La questione della maglia numero 11, sua prima di Riva?
“Voglio dare al fatto un tipo di lettura diverso da quella mediatica. Innanzitutto, ancora oggi, nella Basilica di Bonaria, compare una maglia rossoblù col numero 11, e la indossavo io e non Gigi. Risale al 1964, e la mise mia madre, come voto perché venissimo promossi in Serie A. Poi Gigi e io non eravamo due cloni, potevamo tranquillamente coesistere, come ha fatto con Rizzo e Gori, perché io ero ambidestro e potevo giocare a destra senza pestarci i piedi. Silvestri la pensò diversamente. Quanto al fatto di ritirare la maglia, io sono contrario per principio. Esistono diverse forme di riconoscenza. Il bambino di dieci anni deve essere stimolato a poter indossare il numero di maglia del suo campione preferito, a quell'età non sta certo pensando al campione nella sua nicchia”.

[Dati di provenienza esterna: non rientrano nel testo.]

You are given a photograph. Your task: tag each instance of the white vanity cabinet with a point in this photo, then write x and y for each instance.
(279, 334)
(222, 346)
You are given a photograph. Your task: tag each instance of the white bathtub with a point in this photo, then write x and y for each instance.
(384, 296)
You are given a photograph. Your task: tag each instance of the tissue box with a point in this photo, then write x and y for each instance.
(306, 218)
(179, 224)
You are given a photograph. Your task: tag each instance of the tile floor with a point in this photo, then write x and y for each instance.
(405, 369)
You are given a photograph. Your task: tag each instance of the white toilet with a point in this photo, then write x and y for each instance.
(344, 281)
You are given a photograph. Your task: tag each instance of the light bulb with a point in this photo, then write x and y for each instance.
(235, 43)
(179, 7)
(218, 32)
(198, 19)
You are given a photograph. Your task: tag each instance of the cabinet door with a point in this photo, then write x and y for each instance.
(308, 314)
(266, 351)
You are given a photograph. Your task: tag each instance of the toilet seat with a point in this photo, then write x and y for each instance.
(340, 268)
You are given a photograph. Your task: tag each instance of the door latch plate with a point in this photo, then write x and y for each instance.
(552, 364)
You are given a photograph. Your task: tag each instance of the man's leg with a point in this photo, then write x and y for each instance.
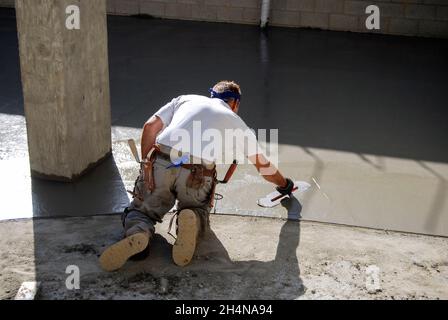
(193, 219)
(141, 218)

Rimpiange il fatto che se fosse venuto fuori pochissimi anni più tardi, avrebbe potuto far parte della squadra Scudetto?
“Ne potevo fare parte lo stesso. Fisicamente ero a posto quando lasciai, e diedi piena disponibilità a partire come riserva per provare a conquistarmi il posto. Sono stato cercato da diverse società di A, compreso il Napoli. Ma dissi solo: “Fatemi giocare almeno una partita in Serie A”. Mi accontentarono poi mi estraniarono. Silvestri la pensava cosi. Al pari di Gigi, anche io ho immolato una gamba alla causa rossoblù, a causa di una scellerata entrata di Schiavone. Ero poi molto ambizioso, mi sono sempre allenato anche personalmente, usando paletti e bastoni, per raffinare i fondamentali e le giocate come i dribbling”.
Già ai suoi tempi il Cagliari era sacro per gli emigrati?
“Si, direi proprio di si. Anche in trasferta il tifo e il sostegno non ci è mai mancato. Ricordo nitidamente il falò acceso nel gelo di Busto Arsizio, dopo la partita contro la Pro Patria, dove venni invitato a degustare del pane e formaggio sardo, insieme a tifosi del Cagliari”.